MengEmaskan Recehan  di PEGADAIAN, Setumpuk Untung di Masa Depan
Saya masih ingat dulu ketika pulang ke tanah air, pertengahan 2015, mencari investasi tabungan emas bukan hal yang mudah. Maklum, ketika pulang dari Hong Kong setelah 8 tahun bekerja di sana, gaya hidup menabung hingga menjadi asset yang berlipat-lipat sudah jadi hal yang umum di sana. Tapi di tanah air, 10 tahun lalu tentu belum seramai sekarang. Apalagi bagi orang awam jaman dulu, menabung itu ya duit, bukan emas.
"Mas mau buka buka aja, cuma Rp 5 ribu lho, wes jadi emas. Nggak kepingin ta, lumayan lho kalau rutin sampai tahun jadi berapa" itu yang saya sempat ingat ketika ditawari buka rekening Tabungan Emas Pegadaian di cabang City of Tomorrow akhir 2015 silam. Rp 5 ribu apa bisa jadi emas? Jangan-jangan si petugas pegadaian ini bercanda.
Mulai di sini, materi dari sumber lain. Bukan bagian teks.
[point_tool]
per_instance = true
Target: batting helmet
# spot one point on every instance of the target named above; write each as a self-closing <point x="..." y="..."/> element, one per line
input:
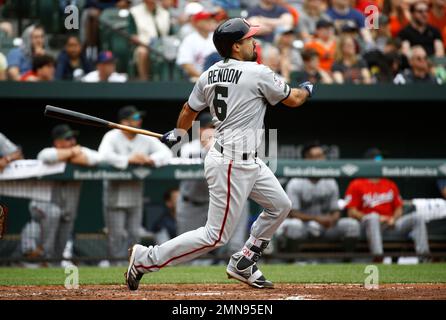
<point x="231" y="31"/>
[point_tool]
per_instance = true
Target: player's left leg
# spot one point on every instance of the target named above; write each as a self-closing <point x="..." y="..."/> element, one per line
<point x="267" y="192"/>
<point x="416" y="226"/>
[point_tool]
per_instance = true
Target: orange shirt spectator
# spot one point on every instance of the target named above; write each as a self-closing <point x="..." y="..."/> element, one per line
<point x="324" y="44"/>
<point x="437" y="14"/>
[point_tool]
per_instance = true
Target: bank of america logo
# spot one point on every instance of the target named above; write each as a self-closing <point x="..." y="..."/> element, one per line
<point x="141" y="173"/>
<point x="442" y="168"/>
<point x="349" y="169"/>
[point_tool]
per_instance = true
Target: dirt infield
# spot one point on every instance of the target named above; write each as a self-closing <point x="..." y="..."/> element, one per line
<point x="226" y="292"/>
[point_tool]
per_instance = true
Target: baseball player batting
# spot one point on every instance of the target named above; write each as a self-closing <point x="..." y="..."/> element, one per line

Maklum kala itu, Rp 5 ribu tentu setara dengan beberapa pentol daging yang dijual di food court. Apa mungkin duit Rp 5 ribu bisa jadi emas? jangan-jangan ini penipuan. Namun, Tuhan punya rencana lain. Kelak saya baru tahu, bahwa konsumsi tabungan emas di Indonesia memang terbilang rendah dibandingkan negara-negara lain di luar negeri, seperti Singapura, Thailand, dan Malaysia. Meski emas jadi pilihan utama masyarakat Indonesia untuk investasi sekaligus pelindung kekayaan di masa ketidakpastian ekonomi. Rendahnya konsumsi tabungan emas ini terjadi karena masyarakat Indonesia lebih banyak membeli emas dalam bentuk perhiasan, bukan emas sebagai investasi yang dikembangkan melalui sistem tabungan emas.